In relation to IWM, a further CHF 28.3 million of transaction, restructuring and integration costs incurred in the first half of 2015 were largely offset by a contribution of approximately CHF 27.9 million from Bank of America Merrill Lynch to the acquisition-related incentive payments. The resulting net CHF 0.4 million of transaction, restructuring and integration costs in the first half of 2015 takes the total booked since the start of the transaction to CHF 354 million. The estimate for total transaction, restructuring and integration costs remains at approximately CHF 435 million.
Subsequent to an analysis of the Group’s global positioning, it was decided to cease operations of the former IWM business in Paris (since renamed Julius Baer Investments SAS) and to transfer its activities to other entities of the Group in Europe.
40% participation in leading Mexican financial advisory firm NSC Asesores
Julius Baer announced today that it has agreed to acquire, for an undisclosed amount, 40% of NSC Asesores, S.A. de C.V. (NSC), the largest independent financial advisory firm in Mexico. NSC, which is based in Mexico City, manages assets of close to USD 3 billion and has enjoyed strong growth in the past years. The acquisition would mark Julius Baer’s entry in the second largest wealth management market in Latin America.
NSC specialises in discretionary portfolio management and advisory services for high net worth individuals, based on independent and unbiased advice, which makes it a particularly good cultural fit. The company was founded in 1989 and is currently led by its 12 partners, of whom Claudio N??ez acts as CEO and Mariv? Esteve as CFO & Head of Strategic Planning. It employs a total staff of 46.
The current management team will continue to run the business independently with the existing staff and pursue the same client-focused strategy. Julius Baer will be represented on the Board of Directors of NSC by two members. Both parties are confident that the future close cooperation will add further growth momentum to NSC’s business development.

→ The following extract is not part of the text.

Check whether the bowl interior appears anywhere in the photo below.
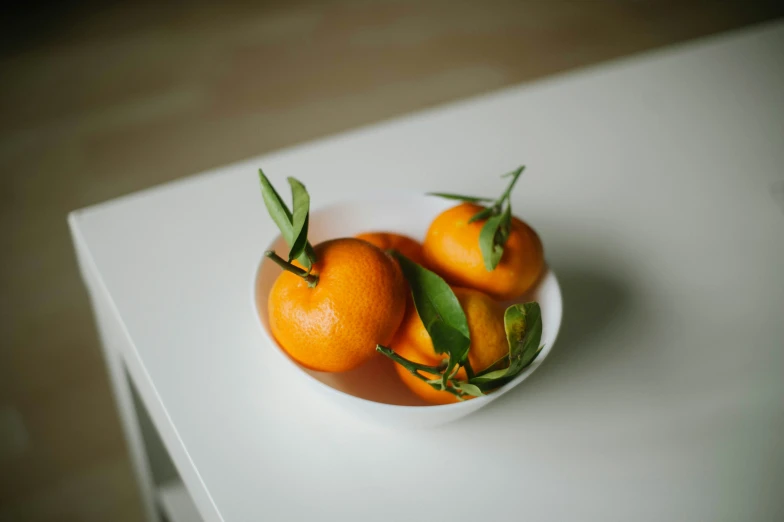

Julius Baer is the leading Swiss private banking group, with a focus on servicing and advising sophisticated private clients and a premium brand in global wealth management. Julius Baer’s total client assets amounted to CHF 369 billion at the end of June 2015, including CHF 284 billion of assets under management. Bank Julius Baer & Co. Ltd., the renowned Swiss private bank which celebrates its 125th anniversary in 2015, is the principal operating company of Julius Baer Group Ltd., whose shares are listed on the SIX Swiss Exchange (ticker symbol: BAER) and are included in the Swiss Market Index (SMI), comprising the 20 largest and most liquid Swiss stocks.
Julius Baer employs a staff of over 5,000, including more than 1,000 relationship managers, and is present in over 25 countries and some 50 locations. Headquartered in Zurich, we have offices in key locations including Dubai, Frankfurt, Geneva, Hong Kong, London, Lugano, Monaco, Montevideo, Moscow, Singapore and Tokyo. Our client-centric approach, our objective advice based on a unique open product platform, our very strong financial base and our entrepreneurial management culture make us the international reference in private banking.